A modular library for fast deep learning
An open source Python-based library used for converting descriptions of neural networks
into programs that run efficiently on a various platforms


Intel® Nervana Graph is currently a preview release and the API’s and implementation are subject to change.
Join us by making pull requests, suggestions, and comments in our discussion group to shape the future of this technology.

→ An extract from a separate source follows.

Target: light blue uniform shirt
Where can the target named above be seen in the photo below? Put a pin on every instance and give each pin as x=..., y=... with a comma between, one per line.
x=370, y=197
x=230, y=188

Why Intel® Nervana™ Graph?

Modern data scientists need:

  • the freedom of choice to use the right frontend interface for the job to specify models at the desired level of granularity.
  • to be able to mix and match models built across these frameworks for ever more complicated topologies.
  • to rely on the execution runtime to perform algebraic simplifications, automated tensor layout, and memory sharing optimizations for us by default so we don’t have to.
  • these optimizations to work out of the box while still exposing the compilation machinery when you need it.
  • to execute these models efficiently across a wide variety of target hardware platforms such as heterogeneous mixtures of CPUs, GPUs, and/or Nervana Silicon Technology.

To enable these capabilities, as tool builders, we need:

  • the ability to write new frontends easily which leverage existing backend hardware targets and optimizations.
  • the ability to try new compiler techniques which all frontend users can try with a single configuration switch.
  • these new compilation modules to achieve high performance by leveraging the shared optimization machinery used by existing backends.
  • to expose new hardware, network, storage, and data processing systems without writing new libraries from scratch by plugging into an existing system which has its batteries included.

From our years of experience maintaining one of the fastest deep learning libraries, and over a year iterating on graph based designs, we are building Intel® Nervana™ Graph (ngraph) to address these aims. Intel® Nervana™ Graph is composed of three parts:

  1. An API for creating computational ngraphs.
  2. Two higher level frontend APIs (TensorFlow and neon) utilizing the ngraph API for common deep learning workflows.
  3. A transformer API for compiling these graphs and executing them on GPUs and CPUs.